Se nos resultados económicos os políticos portugueses estão longe da Europa clássica e moderna, há algo em que são parecidos com o pior político romano: pagar quotas por atacado para serem eleitos líderes das distritais e dos partidos e, daí, chegarem ao poder. Ou seja, uma significativa fatia dos políticos do parlamento e do governo chegaram lá porque pagam para vencer eleições partidárias, num universo de eleitores que, de propósito, tornam o mais restrito e menos democrático possível, para que só um número artificialmente limitado de militantes com as quotas pagas possa votar. Como nunca tiveram profissão e toda a vida dependeram da política, sabem que nem em capacidades técnicas nem resultados conseguiriam competir abertamente com profissionais de sucesso.

O valor das quotas de cada militante pode ser cerca de 50 euros, contando acumulações de anos não pagos. No limite, as barreiras são tantas que só quase a própria família e amigos podem votar em tais políticos. É claro que havendo quem pague as quotas de quatro mil militantes de cada vez, depois dizem que foram milhares de votos, mas foram apenas meia dúzia de apoiantes pagantes.

Por exemplo, o atual primeiro-ministro venceu as últimas eleições para secretário-geral do PS em maio de 2018 com 95,3% de votos. Pouco mais de 20.000 militantes votaram em Costa (ou 1500 militantes por cada distrital, em média, porque é através das distritais que chega gente ao parlamento. A 50 euros por voto, isso representa 75.000 euros para ganhar uma distrital e 1 milhão para chegar a secretário-geral.

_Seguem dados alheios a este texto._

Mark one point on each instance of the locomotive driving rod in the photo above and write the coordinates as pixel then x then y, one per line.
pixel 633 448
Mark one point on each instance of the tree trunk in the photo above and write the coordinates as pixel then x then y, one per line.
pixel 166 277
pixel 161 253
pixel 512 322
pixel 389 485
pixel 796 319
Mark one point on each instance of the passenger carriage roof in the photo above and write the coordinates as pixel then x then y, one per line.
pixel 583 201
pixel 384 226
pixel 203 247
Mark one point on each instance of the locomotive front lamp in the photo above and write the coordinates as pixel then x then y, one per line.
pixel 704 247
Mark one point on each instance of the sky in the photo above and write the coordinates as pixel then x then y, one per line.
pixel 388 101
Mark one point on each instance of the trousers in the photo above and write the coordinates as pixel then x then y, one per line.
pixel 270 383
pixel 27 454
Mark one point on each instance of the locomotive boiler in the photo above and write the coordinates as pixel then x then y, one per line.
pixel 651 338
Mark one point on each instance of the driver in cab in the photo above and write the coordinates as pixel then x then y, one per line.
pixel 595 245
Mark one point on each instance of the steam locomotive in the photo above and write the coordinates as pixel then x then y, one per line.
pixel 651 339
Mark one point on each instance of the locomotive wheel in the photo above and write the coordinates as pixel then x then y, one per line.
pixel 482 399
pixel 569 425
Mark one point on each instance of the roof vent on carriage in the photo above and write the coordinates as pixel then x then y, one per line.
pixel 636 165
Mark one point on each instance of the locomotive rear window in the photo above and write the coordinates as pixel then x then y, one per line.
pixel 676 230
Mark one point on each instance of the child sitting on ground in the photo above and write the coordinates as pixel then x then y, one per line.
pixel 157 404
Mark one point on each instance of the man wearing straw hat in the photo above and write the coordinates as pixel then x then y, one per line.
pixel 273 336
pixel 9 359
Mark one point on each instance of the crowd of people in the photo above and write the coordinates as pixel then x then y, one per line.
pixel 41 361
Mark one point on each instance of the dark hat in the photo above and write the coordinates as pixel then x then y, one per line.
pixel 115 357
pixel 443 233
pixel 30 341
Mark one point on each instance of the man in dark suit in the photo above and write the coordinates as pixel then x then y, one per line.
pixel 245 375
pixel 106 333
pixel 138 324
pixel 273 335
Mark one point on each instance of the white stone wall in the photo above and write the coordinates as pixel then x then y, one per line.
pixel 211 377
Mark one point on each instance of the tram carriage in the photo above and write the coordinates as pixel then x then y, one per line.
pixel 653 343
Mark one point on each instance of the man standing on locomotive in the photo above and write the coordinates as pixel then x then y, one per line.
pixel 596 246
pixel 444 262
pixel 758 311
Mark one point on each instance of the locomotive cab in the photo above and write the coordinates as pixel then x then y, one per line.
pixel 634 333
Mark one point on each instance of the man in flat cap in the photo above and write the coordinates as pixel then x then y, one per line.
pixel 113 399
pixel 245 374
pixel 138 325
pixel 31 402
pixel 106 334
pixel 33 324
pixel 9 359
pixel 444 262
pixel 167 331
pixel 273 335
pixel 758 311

Exigir tal capacidade milionária a um possível adversário no PS nacional e aos seus apoiantes nas distritais, mantendo nos estatutos este vício de pagar para ganhar, revela apetência por mãos sujas de dinheiro. Os políticos do costume querem manter votos pagos, para serem eleitos com dinheiro e impossibilitarem que haja candidatos honestos. Falamos, também, dos apoiantes ou coniventes silenciosos dos negócios ilegítimos misturados com política ou simplesmente beneficiários do muito dinheiro legítimo que ganham nos cargos do estado e subvenções. Protegem-se através das quotas, de qualquer oposição interna íntegra que queira reformar o país desinteressadamente e não se sustente com política.

Finalmente, é preocupante o que esperam em troca os amigos e familiares de um candidato que tenham gasto centenas de milhares de euros no pagamento de quotas para assegurar a chegada ao parlamento e governo. Será que vão ficar satisfeitos com um retorno desse investimento de um único salário governativo líquido de 4.000 euros, com o cargo a ser desempenhado sempre com o melhor interesse do país em mente, sem esperar quaisquer favores em troca quando o ministro fizer decisões sobre para onde e para quem vão os milhares de milhões de euros dos nossos impostos?

É devido a esta perversa forma de ascender ao parlamento e governo que Portugal tem tantos deputados inexplicavelmente fracos ou governantes a fazerem favores inexplicáveis com o dinheiro do Estado. É, também, por este sistema de quotas e eleições intrapartidárias que tantos deles, depois, têm ainda a família e amigos no próprio governo ou como assessores do governo ou grandes autarquias como a de Lisboa, pagos acima das suas qualificações, nas Administrações das Fundações, Empresas Públicas, Autoridades Reguladoras, além de negócios com o Estado a pagar-lhes.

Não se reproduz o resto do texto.